In Kretinga drilling for oil has started. Lithuania has now its own electricity supply produced from coal and peat-fired plants. Some electricity is still imported from Belarus.
Tourism is also encouraged and cafes, food stores, taxis services and art galleries have started up. It is becoming an important industry.
The people are mostly Lithuanian but the second largest group is Russians who have arrived in the Second World War and were part of the occupation. Another population living in the south are Poles and smaller groups are Ukrainians, Latvians and Tartars.
|ST ANNE'S CHURCH -- OF THE ST BERNADINE MONASTERY IN VILNIUSAdd caption|
The main religion is Roman Catholics and has survived despite of Soviet persecution. 33 per cent of Lithuanian priest were sent to Siberian concentration camps.
Lithuanian’s language was also suppressed and the Russian language was forced onto the people plus the Cyrillic writing. The Russian immigrants were forbidden to learn Lithuanian. However, it survived and today the people speak their own language again. Lithuanian is an Indo-European language.
The area of Lithuania was first mentioned in a German Chronicle in 1009. The country traded with Kievan Rus and other states nearby. The country was established as such in the 13th century.
Their one and only king, Mindaugas, was crowned in 1253. Even today the 6 July is still celebrated each year. He brought Catholicism to the country. He was assassinated and the pagan Lithuanians were blamed. After that a line of Grand Dukes ruled the country and in 1569 it was united with Poland. Soon this alliance was broken and the country came under the harsh rules of the Tsar of Russia during the 18th century. The Russian language and Cyrillic’s script were forced onto the people.
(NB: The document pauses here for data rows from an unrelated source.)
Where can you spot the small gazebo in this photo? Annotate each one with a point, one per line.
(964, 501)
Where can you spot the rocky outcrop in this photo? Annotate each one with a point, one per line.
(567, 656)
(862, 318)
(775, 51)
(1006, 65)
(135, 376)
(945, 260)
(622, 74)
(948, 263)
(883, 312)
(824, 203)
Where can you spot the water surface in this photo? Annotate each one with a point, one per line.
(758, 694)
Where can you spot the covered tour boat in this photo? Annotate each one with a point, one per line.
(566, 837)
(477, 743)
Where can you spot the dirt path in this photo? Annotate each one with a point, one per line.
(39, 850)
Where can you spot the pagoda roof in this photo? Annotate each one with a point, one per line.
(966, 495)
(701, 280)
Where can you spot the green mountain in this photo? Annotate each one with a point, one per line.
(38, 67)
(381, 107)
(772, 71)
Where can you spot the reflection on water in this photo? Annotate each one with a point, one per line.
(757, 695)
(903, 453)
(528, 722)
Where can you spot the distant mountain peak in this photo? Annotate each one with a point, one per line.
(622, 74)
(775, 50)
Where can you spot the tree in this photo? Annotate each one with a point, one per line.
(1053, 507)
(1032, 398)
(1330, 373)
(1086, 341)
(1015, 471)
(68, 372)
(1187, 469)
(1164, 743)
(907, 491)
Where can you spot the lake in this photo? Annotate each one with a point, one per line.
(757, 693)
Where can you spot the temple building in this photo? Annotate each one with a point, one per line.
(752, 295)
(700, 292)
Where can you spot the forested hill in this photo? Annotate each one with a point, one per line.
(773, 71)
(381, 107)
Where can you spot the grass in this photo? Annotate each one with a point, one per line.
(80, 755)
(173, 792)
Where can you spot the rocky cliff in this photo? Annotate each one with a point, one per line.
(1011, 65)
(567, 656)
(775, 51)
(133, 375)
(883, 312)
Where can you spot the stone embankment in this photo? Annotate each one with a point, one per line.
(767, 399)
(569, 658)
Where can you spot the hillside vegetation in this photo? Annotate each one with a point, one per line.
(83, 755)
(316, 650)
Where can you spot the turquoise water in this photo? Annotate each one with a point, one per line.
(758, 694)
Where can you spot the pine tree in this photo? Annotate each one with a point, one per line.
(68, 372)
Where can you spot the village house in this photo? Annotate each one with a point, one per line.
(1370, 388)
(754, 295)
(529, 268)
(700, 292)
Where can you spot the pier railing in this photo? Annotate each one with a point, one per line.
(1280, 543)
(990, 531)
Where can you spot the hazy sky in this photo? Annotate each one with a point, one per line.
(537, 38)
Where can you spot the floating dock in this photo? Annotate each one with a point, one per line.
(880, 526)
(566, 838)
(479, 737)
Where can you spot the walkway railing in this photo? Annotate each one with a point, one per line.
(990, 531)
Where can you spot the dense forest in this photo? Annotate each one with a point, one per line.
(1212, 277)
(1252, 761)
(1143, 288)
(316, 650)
During the First World War the country was occupied by the Germans but received its independence after they left. When the Second World War broke out Russia forced the country to establish Soviet military bases on their ground. In 1940 the independence was once more lost and it became a republic under the USSR rules. Germany conquered Lithuania once more in 1941 and most of the country’s Jews died in concentration camps.
In 1944 Lithuania became again under the Soviet rules until Mikhail Gorbachev’s liberalisation reforms in mid 1980s. Lithuania was aiming once more for independence and when the Soviet Union collapsed in 1991 their dreams and wishes came true.